Clinical trials are associated with a significant cost, and recruiting Japanese subjects in addition to the already planned global phase 3 is seemingly just making the situation worse. However, given that the product is anyhow going to approach Japan later (it will be difficult to justify not doing so, especially to your shareholders), it is reasonable to include Japan in the global pivotal trial rather than to do a stand alone study. This is simply because PMDA, the Japanese regulatory authorities, does not require the Japan portion in a global trial to reach statistical significance on its own (of course, this is the reason why you do a global trial at all), but it will ask for such data in a standalone study. A good example is the first two ALK inhibitors, Xalcori and Alecensa, for the treatment of ALK+ NSCLC. In its pivotal trial, Xalcori carried out a global study which enrolled 136 subjects, but among them only 6 were from Japan. Alecensa on the other hand, according to its clinical data package, carried out a Japan standalone trial enrolling 46 subjects in the pivotal phase II segment. It could have been a strategic decision for either Pfizer or Chugai to carry out different development pathways, but it is a no-brainer that including Japan in the global plan is more cost effective than to approach it separately.

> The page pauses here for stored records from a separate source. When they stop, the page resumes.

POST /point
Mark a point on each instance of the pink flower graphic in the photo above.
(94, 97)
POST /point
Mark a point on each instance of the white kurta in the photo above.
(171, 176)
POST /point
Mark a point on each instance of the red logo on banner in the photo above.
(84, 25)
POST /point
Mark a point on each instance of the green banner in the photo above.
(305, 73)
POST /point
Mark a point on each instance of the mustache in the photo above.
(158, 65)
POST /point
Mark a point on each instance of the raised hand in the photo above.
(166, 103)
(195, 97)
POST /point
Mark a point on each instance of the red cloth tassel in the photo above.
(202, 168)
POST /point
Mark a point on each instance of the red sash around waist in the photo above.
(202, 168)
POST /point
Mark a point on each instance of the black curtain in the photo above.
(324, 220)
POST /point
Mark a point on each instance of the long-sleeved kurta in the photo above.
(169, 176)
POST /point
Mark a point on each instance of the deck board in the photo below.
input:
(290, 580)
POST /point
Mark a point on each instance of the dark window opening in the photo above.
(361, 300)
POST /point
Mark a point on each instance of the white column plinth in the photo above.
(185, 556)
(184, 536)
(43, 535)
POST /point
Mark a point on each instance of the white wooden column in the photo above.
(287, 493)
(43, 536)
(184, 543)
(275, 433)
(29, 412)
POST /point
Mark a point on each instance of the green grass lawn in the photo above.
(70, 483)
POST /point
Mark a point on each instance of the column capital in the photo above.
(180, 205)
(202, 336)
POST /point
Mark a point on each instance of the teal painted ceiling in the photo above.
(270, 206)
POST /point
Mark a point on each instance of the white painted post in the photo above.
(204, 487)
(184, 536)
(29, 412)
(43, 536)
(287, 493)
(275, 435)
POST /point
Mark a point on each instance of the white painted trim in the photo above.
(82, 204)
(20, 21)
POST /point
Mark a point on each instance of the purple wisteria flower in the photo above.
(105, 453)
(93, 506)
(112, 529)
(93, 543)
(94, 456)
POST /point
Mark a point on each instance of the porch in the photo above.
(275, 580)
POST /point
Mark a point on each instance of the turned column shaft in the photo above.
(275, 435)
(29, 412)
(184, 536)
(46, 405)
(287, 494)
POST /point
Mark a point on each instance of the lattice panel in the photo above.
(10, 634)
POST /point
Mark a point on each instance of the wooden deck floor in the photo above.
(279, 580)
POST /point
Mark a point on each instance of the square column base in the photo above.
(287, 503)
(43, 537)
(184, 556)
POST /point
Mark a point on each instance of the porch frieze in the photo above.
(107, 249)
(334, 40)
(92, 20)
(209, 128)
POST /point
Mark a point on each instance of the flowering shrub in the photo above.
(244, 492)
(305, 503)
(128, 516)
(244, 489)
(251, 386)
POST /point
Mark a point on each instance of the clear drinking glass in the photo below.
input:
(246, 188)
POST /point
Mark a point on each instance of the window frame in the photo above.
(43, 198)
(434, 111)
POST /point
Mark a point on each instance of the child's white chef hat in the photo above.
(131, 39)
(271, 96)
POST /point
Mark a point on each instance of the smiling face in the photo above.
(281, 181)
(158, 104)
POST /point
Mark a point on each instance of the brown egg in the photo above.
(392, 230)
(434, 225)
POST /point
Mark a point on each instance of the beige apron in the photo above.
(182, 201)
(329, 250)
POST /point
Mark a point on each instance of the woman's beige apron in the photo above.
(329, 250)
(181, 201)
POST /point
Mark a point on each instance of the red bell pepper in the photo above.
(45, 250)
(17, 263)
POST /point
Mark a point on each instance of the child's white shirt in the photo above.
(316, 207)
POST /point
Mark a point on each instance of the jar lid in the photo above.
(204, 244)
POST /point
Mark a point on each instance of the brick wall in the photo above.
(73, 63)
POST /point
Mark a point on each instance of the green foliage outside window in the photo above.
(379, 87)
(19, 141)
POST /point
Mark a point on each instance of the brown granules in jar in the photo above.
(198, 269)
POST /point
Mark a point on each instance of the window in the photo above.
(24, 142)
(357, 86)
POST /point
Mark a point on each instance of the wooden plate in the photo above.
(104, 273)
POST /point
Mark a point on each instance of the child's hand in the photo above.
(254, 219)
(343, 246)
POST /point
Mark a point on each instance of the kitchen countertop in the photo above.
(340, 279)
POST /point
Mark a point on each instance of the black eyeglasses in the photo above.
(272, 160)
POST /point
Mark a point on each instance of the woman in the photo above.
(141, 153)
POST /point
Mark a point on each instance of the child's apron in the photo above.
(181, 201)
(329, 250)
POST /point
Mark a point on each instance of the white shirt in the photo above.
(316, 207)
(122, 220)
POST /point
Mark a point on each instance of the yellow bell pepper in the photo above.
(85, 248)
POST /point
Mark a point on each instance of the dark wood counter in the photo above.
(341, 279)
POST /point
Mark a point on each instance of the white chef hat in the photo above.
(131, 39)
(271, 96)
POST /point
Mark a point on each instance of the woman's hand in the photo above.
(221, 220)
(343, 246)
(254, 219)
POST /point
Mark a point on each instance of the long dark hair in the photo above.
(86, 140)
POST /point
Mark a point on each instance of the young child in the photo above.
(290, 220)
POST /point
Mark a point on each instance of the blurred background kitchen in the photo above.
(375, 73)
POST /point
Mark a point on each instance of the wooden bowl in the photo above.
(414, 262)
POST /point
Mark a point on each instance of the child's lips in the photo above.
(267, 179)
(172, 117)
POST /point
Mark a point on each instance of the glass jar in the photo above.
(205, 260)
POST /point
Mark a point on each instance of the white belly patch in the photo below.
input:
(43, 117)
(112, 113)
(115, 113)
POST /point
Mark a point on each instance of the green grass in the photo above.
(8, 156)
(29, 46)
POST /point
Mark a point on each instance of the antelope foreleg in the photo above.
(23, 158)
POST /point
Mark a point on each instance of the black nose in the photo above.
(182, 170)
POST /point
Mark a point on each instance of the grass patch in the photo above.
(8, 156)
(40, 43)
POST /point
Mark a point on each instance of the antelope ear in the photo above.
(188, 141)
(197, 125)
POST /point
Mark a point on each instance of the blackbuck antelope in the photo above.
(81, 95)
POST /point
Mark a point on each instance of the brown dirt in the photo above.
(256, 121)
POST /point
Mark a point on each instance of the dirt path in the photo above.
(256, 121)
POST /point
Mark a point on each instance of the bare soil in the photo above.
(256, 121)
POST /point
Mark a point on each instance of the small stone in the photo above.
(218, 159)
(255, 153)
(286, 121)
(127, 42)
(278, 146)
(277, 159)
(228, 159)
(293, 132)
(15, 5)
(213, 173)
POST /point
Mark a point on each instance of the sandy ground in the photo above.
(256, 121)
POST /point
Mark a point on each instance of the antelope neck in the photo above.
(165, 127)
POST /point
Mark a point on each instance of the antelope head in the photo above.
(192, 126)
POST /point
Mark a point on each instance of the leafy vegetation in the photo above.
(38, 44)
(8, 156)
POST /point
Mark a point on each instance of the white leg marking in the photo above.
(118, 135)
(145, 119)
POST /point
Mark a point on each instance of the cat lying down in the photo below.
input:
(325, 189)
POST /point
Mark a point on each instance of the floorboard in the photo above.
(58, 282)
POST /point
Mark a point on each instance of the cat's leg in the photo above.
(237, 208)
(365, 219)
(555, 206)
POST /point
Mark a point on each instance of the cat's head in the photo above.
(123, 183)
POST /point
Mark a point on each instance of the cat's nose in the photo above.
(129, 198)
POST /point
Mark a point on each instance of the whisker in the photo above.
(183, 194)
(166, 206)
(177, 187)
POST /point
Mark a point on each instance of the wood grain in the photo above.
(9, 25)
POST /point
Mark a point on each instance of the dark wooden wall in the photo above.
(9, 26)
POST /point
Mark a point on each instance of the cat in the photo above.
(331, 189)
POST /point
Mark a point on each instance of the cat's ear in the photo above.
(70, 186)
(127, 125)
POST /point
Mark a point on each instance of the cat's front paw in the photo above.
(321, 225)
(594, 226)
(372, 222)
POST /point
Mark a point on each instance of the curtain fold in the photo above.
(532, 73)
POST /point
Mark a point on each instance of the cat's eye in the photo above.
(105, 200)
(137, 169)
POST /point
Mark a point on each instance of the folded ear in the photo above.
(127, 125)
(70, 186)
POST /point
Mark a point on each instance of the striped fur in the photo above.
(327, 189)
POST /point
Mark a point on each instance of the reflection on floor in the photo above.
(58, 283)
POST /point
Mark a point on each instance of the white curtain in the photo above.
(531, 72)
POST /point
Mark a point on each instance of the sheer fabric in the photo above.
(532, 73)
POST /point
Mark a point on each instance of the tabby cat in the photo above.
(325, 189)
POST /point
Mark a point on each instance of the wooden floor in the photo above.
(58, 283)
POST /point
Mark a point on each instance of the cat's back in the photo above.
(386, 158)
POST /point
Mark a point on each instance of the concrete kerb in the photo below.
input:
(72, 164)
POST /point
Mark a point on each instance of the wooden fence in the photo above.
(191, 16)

Avoiding duplicative trials is not just a matter of cost, but there is always a small possibility of flunking the test. Also, if the plan is to approach the Japanese market separately in a later time, competition may become fiercer and you may be forced to achieve more challenging goals, which may further increase the probability of failure. One example is Zemplar, a treatment for secondary hyperparathyroidism in dialysis patients. This product was first approved in 1998, but its development in Japan was as late as in the early 2010’s, and a similar product called Oxarol became the standard of care while Zemplar was absent. As a latecomer in the market, Zemplar had to show comparative data against the Oxarol, which is more difficult to prove than to show statistical significance against placebo. As it turned out, Zemplar failed to demonstrate non-inferiority against Oxarol, and the product is not yet approved in Japan as of 2021 (and most likely will never be). In this case, not only the product missed out on the Japanese market because it was late to come in, but it now has an everlasting scar on its record which may affect its reputation in other markets.
Of course, it is not the case that the development program could instantaneously involve Japan. Usually, at least the dosage of the active ingredient will need to be justified prior to the pivotal trial, and that will take a relatively small but independent study in Japanese subjects. However, this may not always be the case, particularly if the patient population in Japan is too small. The manufacturer definitely needs to discuss with the PMDA what should be the requirements for the product to be approved, and the earlier the better. Even if you don’t intend to disregard Japan, you might already be too late to recruit Japanese patients in your phase 3, if you don’t think about it now.